Mais le jeu continue, avec le risque de voir s’envoler l’illusion qu’entretiennent hypocritement nos hommes politiques. Et nous sommes là, à brûler nos derniers neurones devant le déclin désormais entamé d’une patrie qui se délite. Notre existence facultative ne serait-elle pas plus digne si l’on avait au moins la décence de nous abonner à un magazine littéraire ? Mais l’époque est aux lâches ; c’est la course à qui paraîtra le plus sulfureux sans se fâcher avec personne, un coup par-ci, un coup par-là. Seuls les miroirs nous font la gueule et on peut se coucher avec la conscience presque tranquille tout en se répétant : non, je ne suis pas un imbécile, je vis avec mon temps. La politique n’est-elle pas née le jour où le premier mythomane a rencontré le premier naïf ?

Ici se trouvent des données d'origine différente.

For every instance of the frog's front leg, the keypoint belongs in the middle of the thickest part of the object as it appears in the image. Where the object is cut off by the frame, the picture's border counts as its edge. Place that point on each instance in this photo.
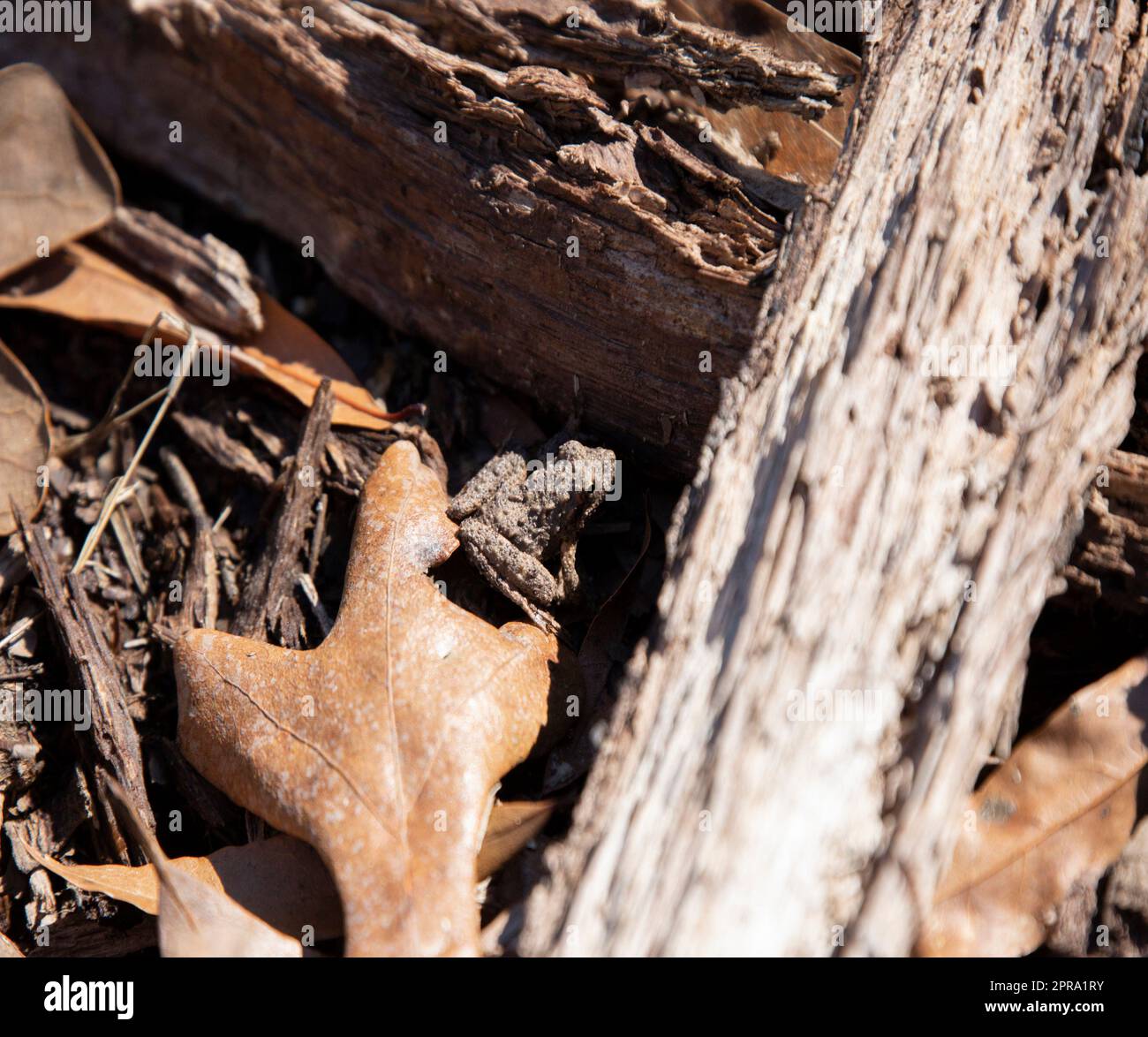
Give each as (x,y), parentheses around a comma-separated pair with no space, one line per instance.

Je rame à coups de sarcasmes, mais la réalité est bien triste. En effet, il ne tenait qu’à vous, chers dirigeants, de nous assurer un nouveau départ plutôt que de prolonger cette situation dans les pires conditions. À croire que nous vivons dans un État en perpétuelle prorogation. Toutes les institutions censées préserver un régime qui n’a désormais plus de démocratique que le nom se retrouvent bloquées, comme si elles avaient capitulé face a un chaos qui se généralise. Cette accumulation de « pannes » démocratiques finit d’achever la « dé-démocratisation » du Liban et des institutions libanaises.
Le régime libanais est une sorte de IVe République mais avec des parties confessionnelles. Quand un parti décide de faire tomber un gouvernement, ce sont des religions et des communautés entières qui s’inquiètent. La guerre n’est pas pour nous un lointain souvenir. On est loin d’une petite crise gouvernementale à la sauce radicale. Pourtant, on retrouve les poisons et délices des régimes d’Assemblées instables : on ne sait pas vraiment qui a gagné et qui a perdu.
Le pays se retrouve alors otage de son propre peuple. À se demander si cette diversité culturelle, dont nous sommes si fiers et que nous nous acharnons à promouvoir dans le monde entier, ne serait pas en fait un cadeau empoisonné qui scelle notre destin à une éternelle instabilité.